Réforme des retraites. Pas de blocage des épreuves du bac en Bretagne. "On a bien stressé quand même"

Des actions de mobilisation contre la réforme des retraites ont émaillé le lancement des épreuves de spécialité du baccalauréat, ce lundi 20 mars. Piquets de grève, barrages filtrants, distribution de tracts n'ont toutefois pas empêché les 26.000 lycéens bretons de passer leur examen.

Ce lundi 20 mars, devant le lycée Kerichen, à Brest, à quelques minutes du coup d'envoi des épreuves de spécialités du baccalauréat - qui se tiennent pour la première fois en mars -, les élèves de terminale constatent, avec soulagement, que les entrées de l'établissement ne sont pas bloquées par les opposants à la réforme des retraites.

Déjà "stressés" par l'examen, ils ne cachent pas que recevoir, la veille au soir, un message de leur lycée assorti d'un plan du site, en cas de nécessité, a fait monter l'inquiétude d'un cran. "Personnellement, dit cette élève venue passer son épreuve de management, ça m'a mis un coup de stress de ne pas savoir si le lycée serait bloqué ou pas. Déjà que l'on doit passer le bac en mars, alors que certaines classes n'ont même pas eu le temps de boucler le programme, c'est compliqué".

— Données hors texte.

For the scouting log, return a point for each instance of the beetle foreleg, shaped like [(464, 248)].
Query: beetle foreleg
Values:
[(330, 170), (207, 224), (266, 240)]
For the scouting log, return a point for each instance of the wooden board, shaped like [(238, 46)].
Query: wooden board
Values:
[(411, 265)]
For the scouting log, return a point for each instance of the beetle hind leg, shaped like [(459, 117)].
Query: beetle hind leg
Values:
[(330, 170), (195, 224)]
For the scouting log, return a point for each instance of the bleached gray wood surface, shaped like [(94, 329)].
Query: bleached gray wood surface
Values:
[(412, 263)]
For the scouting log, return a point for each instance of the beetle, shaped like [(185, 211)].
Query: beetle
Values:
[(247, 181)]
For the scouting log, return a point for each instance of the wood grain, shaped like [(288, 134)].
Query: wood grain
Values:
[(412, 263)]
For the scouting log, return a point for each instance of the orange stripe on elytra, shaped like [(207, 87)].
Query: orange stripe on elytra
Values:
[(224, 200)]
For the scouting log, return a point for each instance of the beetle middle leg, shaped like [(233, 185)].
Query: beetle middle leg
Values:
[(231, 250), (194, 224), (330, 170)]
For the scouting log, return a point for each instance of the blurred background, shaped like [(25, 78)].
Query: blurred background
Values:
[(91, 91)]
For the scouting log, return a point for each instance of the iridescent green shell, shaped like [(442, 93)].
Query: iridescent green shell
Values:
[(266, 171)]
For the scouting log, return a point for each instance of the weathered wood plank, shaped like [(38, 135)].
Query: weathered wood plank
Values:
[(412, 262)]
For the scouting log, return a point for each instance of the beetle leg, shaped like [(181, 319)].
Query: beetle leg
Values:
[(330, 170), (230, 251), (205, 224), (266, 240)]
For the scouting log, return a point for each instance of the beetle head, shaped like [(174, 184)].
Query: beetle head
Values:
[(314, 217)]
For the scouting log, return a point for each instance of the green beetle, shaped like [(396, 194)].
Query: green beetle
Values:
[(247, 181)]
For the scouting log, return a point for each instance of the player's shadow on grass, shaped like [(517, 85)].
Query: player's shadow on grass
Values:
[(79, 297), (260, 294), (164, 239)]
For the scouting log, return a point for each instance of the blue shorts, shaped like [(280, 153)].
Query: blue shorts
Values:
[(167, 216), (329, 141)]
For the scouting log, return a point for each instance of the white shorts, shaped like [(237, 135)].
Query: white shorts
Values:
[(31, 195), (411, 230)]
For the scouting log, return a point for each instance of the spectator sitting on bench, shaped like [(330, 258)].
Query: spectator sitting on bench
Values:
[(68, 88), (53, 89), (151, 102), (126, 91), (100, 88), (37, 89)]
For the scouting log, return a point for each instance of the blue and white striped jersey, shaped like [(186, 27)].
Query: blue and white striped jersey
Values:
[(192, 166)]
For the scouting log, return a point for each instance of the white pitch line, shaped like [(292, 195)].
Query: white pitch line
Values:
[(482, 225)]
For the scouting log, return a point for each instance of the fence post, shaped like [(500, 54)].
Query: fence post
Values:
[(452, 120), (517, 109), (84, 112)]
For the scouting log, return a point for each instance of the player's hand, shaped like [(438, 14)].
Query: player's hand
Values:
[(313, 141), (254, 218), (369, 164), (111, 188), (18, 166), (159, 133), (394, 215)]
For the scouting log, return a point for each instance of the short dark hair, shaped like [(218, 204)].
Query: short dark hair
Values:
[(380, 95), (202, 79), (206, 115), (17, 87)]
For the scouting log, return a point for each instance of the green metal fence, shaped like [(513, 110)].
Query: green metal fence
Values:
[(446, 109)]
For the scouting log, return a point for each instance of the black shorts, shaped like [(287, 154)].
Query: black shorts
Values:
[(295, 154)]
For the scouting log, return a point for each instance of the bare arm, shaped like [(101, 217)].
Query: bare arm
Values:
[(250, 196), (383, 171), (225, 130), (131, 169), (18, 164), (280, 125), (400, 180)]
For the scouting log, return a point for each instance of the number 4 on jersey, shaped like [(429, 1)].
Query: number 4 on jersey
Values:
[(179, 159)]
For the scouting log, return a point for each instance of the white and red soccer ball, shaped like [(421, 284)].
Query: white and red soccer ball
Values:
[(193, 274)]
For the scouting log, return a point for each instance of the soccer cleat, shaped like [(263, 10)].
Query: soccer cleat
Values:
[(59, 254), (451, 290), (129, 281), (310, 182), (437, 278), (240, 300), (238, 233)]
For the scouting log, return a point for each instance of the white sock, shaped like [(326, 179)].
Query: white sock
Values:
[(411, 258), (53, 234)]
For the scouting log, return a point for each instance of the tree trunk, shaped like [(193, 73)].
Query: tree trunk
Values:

Une autre lycéenne explique être arrivée plus tôt que prévu, ce lundi, "vu qu'il y avait des blocages aux entrées de Brest". Selon le rectorat de Rennes, devant lequel une cinquantaine d'enseignants est venue manifester en début d'après-midi, "les épreuves se sont déroulées sereinement".

26.000 candidats au bac en Bretagne

Pour le ministre de l'Education, Pap NDiaye, "les choses se sont passées au mieux" dans les lycées français où 536.000 élèves, dont un peu plus de 26.000 en Bretagne, étaient attendus pour ces premières épreuves anticipées du bac, rappelant au passage "qu'il est interdit de bloquer un établissement scolaire, que ce soit en période d'examen ou en période ordinaire".

Le ministre de l'Education avait indiqué, en fin de semaine dernière, qu'il mobiliserait "des surveillants supplémentaires", et que "les dispositions nécessaires ser(aie)nt prises pour permettre l'accès des candidats aux centres d'examens", face aux menaces de grève.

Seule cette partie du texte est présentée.